When encountering a function, we add its signature to the functions environment. We do not need to infer it, because it is parsed from the source. Before type-checking the body of the function, we create a new visitor with a modified environment. Since we use mutable maps, we need to pass a new Map to each function, to avoid modifying the wrong function’s environment. We also set the currentFunctionReturnType to the one in the signature.

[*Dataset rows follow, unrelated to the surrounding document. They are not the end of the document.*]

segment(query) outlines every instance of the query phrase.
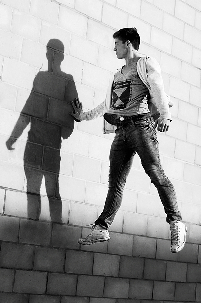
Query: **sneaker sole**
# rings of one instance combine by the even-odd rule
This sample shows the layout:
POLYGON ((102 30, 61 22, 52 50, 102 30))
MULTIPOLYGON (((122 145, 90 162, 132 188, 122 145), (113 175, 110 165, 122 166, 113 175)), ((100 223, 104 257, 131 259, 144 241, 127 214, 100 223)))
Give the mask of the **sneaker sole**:
POLYGON ((170 249, 171 251, 174 254, 175 252, 179 252, 179 251, 180 251, 182 250, 182 249, 183 249, 183 248, 184 247, 185 244, 186 244, 186 236, 187 232, 187 228, 186 227, 186 228, 185 230, 185 237, 184 238, 184 242, 183 243, 183 244, 182 244, 181 246, 180 246, 178 248, 177 248, 176 249, 174 249, 174 250, 172 250, 172 249, 170 249))
POLYGON ((94 243, 97 243, 98 242, 103 242, 105 241, 109 241, 110 239, 110 237, 108 237, 107 238, 104 238, 103 239, 97 239, 94 240, 92 240, 91 241, 89 241, 88 242, 83 242, 78 239, 77 242, 80 244, 82 244, 83 245, 90 245, 91 244, 94 244, 94 243))

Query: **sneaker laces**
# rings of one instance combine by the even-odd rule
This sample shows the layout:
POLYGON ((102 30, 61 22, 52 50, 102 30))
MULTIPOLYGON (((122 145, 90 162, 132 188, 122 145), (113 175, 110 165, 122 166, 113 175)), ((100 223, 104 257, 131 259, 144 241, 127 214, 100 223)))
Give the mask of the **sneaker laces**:
POLYGON ((170 227, 171 231, 172 243, 178 244, 179 239, 180 238, 180 236, 179 235, 180 233, 177 222, 175 222, 172 225, 170 225, 170 227))

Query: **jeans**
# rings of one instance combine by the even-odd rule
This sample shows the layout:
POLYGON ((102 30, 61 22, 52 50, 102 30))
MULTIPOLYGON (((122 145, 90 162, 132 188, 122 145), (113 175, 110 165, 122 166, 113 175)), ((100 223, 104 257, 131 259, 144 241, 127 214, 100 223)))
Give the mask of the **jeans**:
POLYGON ((138 121, 133 122, 129 119, 115 131, 110 155, 108 191, 103 211, 95 222, 107 229, 121 204, 126 179, 136 153, 158 190, 167 215, 167 222, 181 221, 174 188, 161 166, 153 118, 149 115, 140 116, 138 121))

  visitFunction(node: Function) {
    this.functions.set(node.name, node.signature);
    let visitor = new TypeChecker(
      new Map(node.signature.parameters),
      this.functions,
      node.signature.returnType,
    );
    node.body.visit(visitor);
    return new VoidType();
  }

When visiting a Call, we fetch that function’s signature from the functions environment. Then we infer the type of the function being called and compare it to the type from the environment. When inferring the type of the function we visit each argument, and since FunctionType requires a name for each parameter, we assign them dummy names, such as x0, x1, x2, etc. When it comes to the function’s return type, we use the one from the type annotation.

  visitCall(node: Call) {
    let expected = this.functions.get(node.callee);
    if (!expected) {
      throw TypeError(`Function ${node.callee} undefined`);
    }
    let argsTypes = new Map();
    node.args.forEach((arg, i) =>
      argsTypes.set(`x${i}`, arg.visit(this))
    );
    let got =
      new FunctionType(argsTypes, expected.returnType);
    assertType(expected, got);
    return expected.returnType;
  }

When checking a return statement, we infer the type of the returned value and compare it with the one from the function annotation, which we saved conveniently in currentFunctionReturnType instance variable.

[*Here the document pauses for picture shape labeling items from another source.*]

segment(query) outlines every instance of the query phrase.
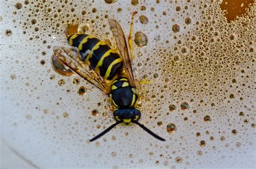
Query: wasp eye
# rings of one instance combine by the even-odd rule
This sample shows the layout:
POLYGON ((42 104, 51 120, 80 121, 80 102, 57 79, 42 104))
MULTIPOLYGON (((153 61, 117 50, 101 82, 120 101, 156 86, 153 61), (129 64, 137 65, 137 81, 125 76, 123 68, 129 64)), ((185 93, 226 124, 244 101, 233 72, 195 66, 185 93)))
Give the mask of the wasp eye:
POLYGON ((121 120, 121 119, 119 118, 119 117, 118 116, 114 116, 114 118, 118 121, 121 120))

  visitReturn(node: Return) {
    let type = node.term.visit(this);
    if (this.currentFunctionReturnType) {
      assertType(this.currentFunctionReturnType, type);
      return new VoidType();
    } else {
      throw TypeError(
        "Return statement outside of any function");
    }
  }

If and While

When checking If and While we visit each inner node to make sure that their type is checked, but we don’t enforce any type. The conditional could be checked to be boolean, but in TypeScript (as in many languages) it is not required to be such. We could also enforce that the statements inside the branches return void, but this is not usually required either.

  visitIf(node: If) {
    node.conditional.visit(this);
    node.consequence.visit(this);
    node.alternative.visit(this);
    return new VoidType();
  }
  
  visitWhile(node: While) {
    node.conditional.visit(this);
    node.body.visit(this);
    return new VoidType();
  }

However, if we had a ternary conditional operation, we would need to ensure that the two branches return the same type.

Soundness

Our type checker is complete. But is it sound? A type system is sound if the types at compile time are always consistent with run time. Can you find a soundness issue in our type checker?

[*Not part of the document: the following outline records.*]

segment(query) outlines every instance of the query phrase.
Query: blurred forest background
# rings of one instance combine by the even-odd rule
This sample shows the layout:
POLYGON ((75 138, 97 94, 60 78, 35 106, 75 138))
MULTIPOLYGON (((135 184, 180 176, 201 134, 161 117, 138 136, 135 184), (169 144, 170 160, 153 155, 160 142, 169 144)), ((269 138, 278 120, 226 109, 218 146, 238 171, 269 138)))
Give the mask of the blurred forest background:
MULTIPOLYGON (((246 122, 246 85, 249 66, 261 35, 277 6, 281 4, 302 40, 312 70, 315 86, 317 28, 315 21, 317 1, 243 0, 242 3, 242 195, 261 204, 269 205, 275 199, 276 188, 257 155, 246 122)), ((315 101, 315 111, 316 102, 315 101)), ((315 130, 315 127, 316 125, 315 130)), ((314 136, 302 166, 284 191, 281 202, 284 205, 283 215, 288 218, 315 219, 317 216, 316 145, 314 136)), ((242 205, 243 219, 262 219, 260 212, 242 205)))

Although we check that each return statement is consistent with the annotated return type, we don’t check that each control-flow path has a return statement. Here’s an example that demonstraits this issue:

function wrongReturnType(x: boolean): Array<number> {
  if (x) {
    return [42];
  }
}

function main() {
  var a = wrontReturnType(false);
  a[0]; // Segmentation fault
}

Checking that each control flow path leads to a return statement requires a bit of control-flow analysis which is outside of the scope of this book.

Error messages

We can improve our error messages by specializing them to each situation instead of relying on a generic message produced by assertType.